りなりあ

番外編 12 4/7 UP 
ありふれた日常 4/8 UP
ありふれた日常 5/30 UP

指先の記憶 第二章-5-

2008-10-21 20:52:47 | 指先の記憶 第二章

目が覚めたら、また鬱陶しいと煙たがれるのは分かっているけれど、束の間の休息に身を委ねたくなる。
登校前に施設を訪問するのを須賀君に拒まれた理由は、雅司君の事が原因だった。
私と須賀君は、出来る限り同時に施設を訪問することを避けている。
須賀君と私が一緒にいることを嫌がる雅司君の気持ちを察して決めたことだ。
そして私が舞ちゃんと話すことも雅司君は極端に嫌がる。
それなのに、雅司君はお昼寝の時など眠くなった時に私がいると、必ず私の手を取った。
その理由など、私には分からない。
そして、たぶん。
雅司君自身も分かっていないだろう。
でも、理由など関係なく、私は眠りに落ちる前に感じる温かさが、とても愛しかった。

◇◇◇

雅司君の指が私の頬を引張る痛さで、私は心地良いお昼寝から目覚めた。
「ちょっと、雅司君!」
今日2回目の寝起きで、須賀兄弟相手に怒っている自分が情けなくなる。
周囲を見渡せば、まだ眠っている子ども達もいて、絵里さんの視線が叫び声を出した私を注意していた。
カレンさんから貰った時計を見ると、時刻は4時半。
昼食を部員達と食べると言っていた須賀君が戻っている可能性が高くて、慌てて眠っている子ども達の輪から外へ出た。
「好美ちゃん。髪、整えてきなさい。」
「はぁーい。」
覇気のない私の返事に絵里さんが溜息を出したのが分かるけれど、振り向かずに私は鞄から取り出した鏡を見た。
「買物行くだけだし、帰るだけだし、まぁ、いいや。」
「好美ちゃん。

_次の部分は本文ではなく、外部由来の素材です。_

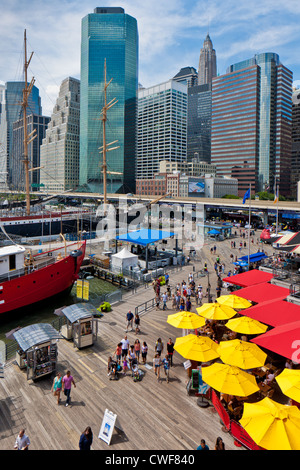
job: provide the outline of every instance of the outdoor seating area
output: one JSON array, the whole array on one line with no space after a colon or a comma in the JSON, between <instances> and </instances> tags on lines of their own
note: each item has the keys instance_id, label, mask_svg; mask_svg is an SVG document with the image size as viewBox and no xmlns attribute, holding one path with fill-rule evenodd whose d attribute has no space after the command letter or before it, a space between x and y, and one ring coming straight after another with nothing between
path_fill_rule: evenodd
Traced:
<instances>
[{"instance_id":1,"label":"outdoor seating area","mask_svg":"<svg viewBox=\"0 0 300 470\"><path fill-rule=\"evenodd\" d=\"M197 313L169 315L167 322L182 329L174 348L189 361L189 391L195 391L199 406L211 403L227 431L237 433L239 442L246 447L271 450L276 449L278 437L275 442L266 437L268 432L272 434L271 429L264 439L258 436L255 427L249 425L252 416L247 415L248 406L253 410L269 407L266 413L270 419L275 419L272 413L278 409L282 416L291 414L291 421L292 416L298 420L300 431L300 368L295 350L291 349L300 333L300 307L284 300L288 289L270 284L264 274L260 277L262 282L250 272L248 276L234 276L237 285L243 283L243 289L223 295L215 303L203 304ZM259 318L263 319L265 307L272 309L278 303L284 303L287 312L285 317L281 309L281 322L293 315L298 315L299 320L275 326L276 322L265 324L251 318L251 311L255 317L259 310ZM266 317L271 317L268 308L266 312ZM246 416L250 418L247 420ZM300 449L299 439L284 439L287 449Z\"/></svg>"}]
</instances>

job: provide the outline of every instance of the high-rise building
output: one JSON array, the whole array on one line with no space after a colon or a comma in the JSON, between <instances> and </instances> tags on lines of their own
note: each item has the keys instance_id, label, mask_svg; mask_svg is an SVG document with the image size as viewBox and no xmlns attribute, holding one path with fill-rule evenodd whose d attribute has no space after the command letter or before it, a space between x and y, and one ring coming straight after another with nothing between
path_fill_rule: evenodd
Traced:
<instances>
[{"instance_id":1,"label":"high-rise building","mask_svg":"<svg viewBox=\"0 0 300 470\"><path fill-rule=\"evenodd\" d=\"M46 134L50 118L30 114L27 116L27 133L31 134L35 130L35 139L28 145L29 168L40 167L40 147ZM13 144L12 144L12 189L25 190L25 166L24 160L24 121L20 119L13 123ZM29 184L32 191L40 188L40 170L29 172Z\"/></svg>"},{"instance_id":2,"label":"high-rise building","mask_svg":"<svg viewBox=\"0 0 300 470\"><path fill-rule=\"evenodd\" d=\"M183 67L175 77L173 77L173 80L183 83L188 87L195 86L198 83L197 70L194 67Z\"/></svg>"},{"instance_id":3,"label":"high-rise building","mask_svg":"<svg viewBox=\"0 0 300 470\"><path fill-rule=\"evenodd\" d=\"M82 19L80 93L80 185L103 192L101 111L106 61L108 111L106 144L119 147L106 154L108 191L135 191L138 90L137 21L123 8L96 8Z\"/></svg>"},{"instance_id":4,"label":"high-rise building","mask_svg":"<svg viewBox=\"0 0 300 470\"><path fill-rule=\"evenodd\" d=\"M211 160L211 83L188 88L187 159Z\"/></svg>"},{"instance_id":5,"label":"high-rise building","mask_svg":"<svg viewBox=\"0 0 300 470\"><path fill-rule=\"evenodd\" d=\"M207 34L203 47L200 51L198 85L206 85L211 83L212 79L217 76L217 56L213 48L209 34Z\"/></svg>"},{"instance_id":6,"label":"high-rise building","mask_svg":"<svg viewBox=\"0 0 300 470\"><path fill-rule=\"evenodd\" d=\"M52 191L79 184L80 81L62 81L46 136L40 149L40 184Z\"/></svg>"},{"instance_id":7,"label":"high-rise building","mask_svg":"<svg viewBox=\"0 0 300 470\"><path fill-rule=\"evenodd\" d=\"M236 177L239 193L290 194L292 72L277 54L231 65L212 82L211 162Z\"/></svg>"},{"instance_id":8,"label":"high-rise building","mask_svg":"<svg viewBox=\"0 0 300 470\"><path fill-rule=\"evenodd\" d=\"M28 84L29 85L29 84ZM0 120L0 188L8 189L12 181L13 169L13 123L23 119L23 89L24 82L7 82L2 90L1 120ZM33 86L29 95L27 115L42 115L39 89Z\"/></svg>"},{"instance_id":9,"label":"high-rise building","mask_svg":"<svg viewBox=\"0 0 300 470\"><path fill-rule=\"evenodd\" d=\"M211 84L217 75L216 51L209 34L200 51L198 84L188 88L187 158L211 160Z\"/></svg>"},{"instance_id":10,"label":"high-rise building","mask_svg":"<svg viewBox=\"0 0 300 470\"><path fill-rule=\"evenodd\" d=\"M292 169L291 196L297 200L297 186L300 181L300 90L293 92L292 107Z\"/></svg>"},{"instance_id":11,"label":"high-rise building","mask_svg":"<svg viewBox=\"0 0 300 470\"><path fill-rule=\"evenodd\" d=\"M186 160L187 86L175 80L139 90L138 179L152 178L161 160Z\"/></svg>"}]
</instances>

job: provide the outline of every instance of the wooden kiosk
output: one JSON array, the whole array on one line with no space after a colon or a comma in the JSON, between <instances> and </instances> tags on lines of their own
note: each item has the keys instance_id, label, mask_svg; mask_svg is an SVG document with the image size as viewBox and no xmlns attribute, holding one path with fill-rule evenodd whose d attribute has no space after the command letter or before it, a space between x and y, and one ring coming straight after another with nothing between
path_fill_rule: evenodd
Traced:
<instances>
[{"instance_id":1,"label":"wooden kiosk","mask_svg":"<svg viewBox=\"0 0 300 470\"><path fill-rule=\"evenodd\" d=\"M69 305L62 309L67 319L61 328L61 334L68 340L73 340L74 347L85 348L92 346L97 339L98 321L95 315L98 310L89 303Z\"/></svg>"},{"instance_id":2,"label":"wooden kiosk","mask_svg":"<svg viewBox=\"0 0 300 470\"><path fill-rule=\"evenodd\" d=\"M27 380L36 380L56 370L57 340L61 335L52 325L29 325L13 336L20 346L16 361L20 369L26 369Z\"/></svg>"}]
</instances>

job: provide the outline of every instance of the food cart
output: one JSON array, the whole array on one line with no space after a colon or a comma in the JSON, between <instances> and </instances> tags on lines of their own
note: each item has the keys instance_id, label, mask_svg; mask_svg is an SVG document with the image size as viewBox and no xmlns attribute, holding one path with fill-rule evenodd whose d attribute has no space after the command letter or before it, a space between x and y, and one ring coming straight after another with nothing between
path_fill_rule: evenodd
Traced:
<instances>
[{"instance_id":1,"label":"food cart","mask_svg":"<svg viewBox=\"0 0 300 470\"><path fill-rule=\"evenodd\" d=\"M92 346L98 334L98 310L89 303L77 303L62 308L62 313L67 319L61 328L63 337L73 339L78 349Z\"/></svg>"},{"instance_id":2,"label":"food cart","mask_svg":"<svg viewBox=\"0 0 300 470\"><path fill-rule=\"evenodd\" d=\"M16 361L27 370L27 380L33 381L52 374L56 369L57 340L60 333L48 323L37 323L21 328L13 334L19 344Z\"/></svg>"}]
</instances>

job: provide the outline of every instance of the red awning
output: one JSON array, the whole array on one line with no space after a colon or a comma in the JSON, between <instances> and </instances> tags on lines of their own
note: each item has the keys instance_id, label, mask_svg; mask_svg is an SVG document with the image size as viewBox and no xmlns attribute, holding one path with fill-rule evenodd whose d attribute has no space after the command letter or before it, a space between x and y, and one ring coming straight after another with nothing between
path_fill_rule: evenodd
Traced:
<instances>
[{"instance_id":1,"label":"red awning","mask_svg":"<svg viewBox=\"0 0 300 470\"><path fill-rule=\"evenodd\" d=\"M259 269L252 269L235 276L229 276L223 279L224 282L234 284L235 286L250 287L262 282L269 282L273 278L272 273L260 271Z\"/></svg>"},{"instance_id":2,"label":"red awning","mask_svg":"<svg viewBox=\"0 0 300 470\"><path fill-rule=\"evenodd\" d=\"M300 305L287 302L286 300L262 302L253 307L246 308L242 313L247 317L253 318L253 320L275 327L300 321Z\"/></svg>"},{"instance_id":3,"label":"red awning","mask_svg":"<svg viewBox=\"0 0 300 470\"><path fill-rule=\"evenodd\" d=\"M234 291L231 295L232 294L243 297L243 299L250 300L251 302L260 303L268 302L270 300L283 300L290 294L290 291L285 287L275 286L275 284L264 282Z\"/></svg>"},{"instance_id":4,"label":"red awning","mask_svg":"<svg viewBox=\"0 0 300 470\"><path fill-rule=\"evenodd\" d=\"M277 326L250 341L280 356L300 362L300 321Z\"/></svg>"}]
</instances>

」
鏡に絵里さんの姿が写る。
「寝起きの服装で買物に行くの?」
絵里さんの手が私の髪を整える。
「だってお昼寝だし。制服みたいに皺は気にならないし。それに絵里さんだって、今日はお化粧していないでしょ?」
今日、という箇所に力を込めてみた。
「私は身だしなみくらいはちゃんとしています。」
確かに、そう。
化粧をしていなくても、地味な髪型で地味な服装でも。
隠したくても隠せない何かが、絵里さんから漂っている。
綺麗な絵里さんを知っているのは、婚約者の人だけなのかな?
確かに、それで充分だとは思うけれど。
「今後、気をつけます。じゃ、絵里さん。またね。」
小声で話して、そして玄関に向かおうとした私は、足を止めた。
振り向いて、部屋の隅に座っている雅司君を見つける。
手を振ると、少し躊躇した雅司君が手を振ってくれた。
その動作に、私は自分でも理解できないくらい、とても安堵した。

◇◇◇

須賀君のメモを見ながら、スーパーのかごに食材を入れていく。
「ヨーグルト、ヨーグルト。あ、お味噌も、そろそろ。」
メモを見ると、味噌と書かれた文字が二重線で消されている。
「あれ?どうしてだろ?」
そういえば、今朝、おばあちゃんのお味噌の話をしていたなぁ、と思い出すけれど、確か残り少なかったから新しく買おうと思って味噌の棚へと向かった。
でも、ずらりと並ぶ味噌を見て、私は悩む。
なんだか、須賀君は不満を抱いている感じだったし、このメモから想像すると、味噌を買おうとしている私に買うな、と言っているようだった。
「細かいからなぁ、須賀君。」
隣に住むようになって、一緒に食事をするようになって、彼の事を深く知るようになった。
細かい。
完全にオヤジだ。
「彼女、できないよ。あの性格だと。」
ぶつぶつ言いながら、でも最近はモテているみたいだし、とか考えて、レジに向かおうとした私は立ち止まった。
新発売のチョコレートが棚に並んでいる。
「杏依ちゃん、好きだろうなぁ。」
でも、結婚相手は超お金持ちみたいだし、確かに新婚旅行のチョコとか高そうで、甘かったけれど美味しかったし。
私は甘いモノは、大好きじゃないけれど。
でも、気になって手を伸ばしてみた。
「あ、すみません。」
伸びてきた手に触れそうになって、慌てて私は自分の手を引っ込めた。
「…姫野さん?」
その声に驚いて見上げると。
「ひ、弘先輩?」
私は絵里さんの忠告通りに身だしなみを整えなかった事を、後悔した。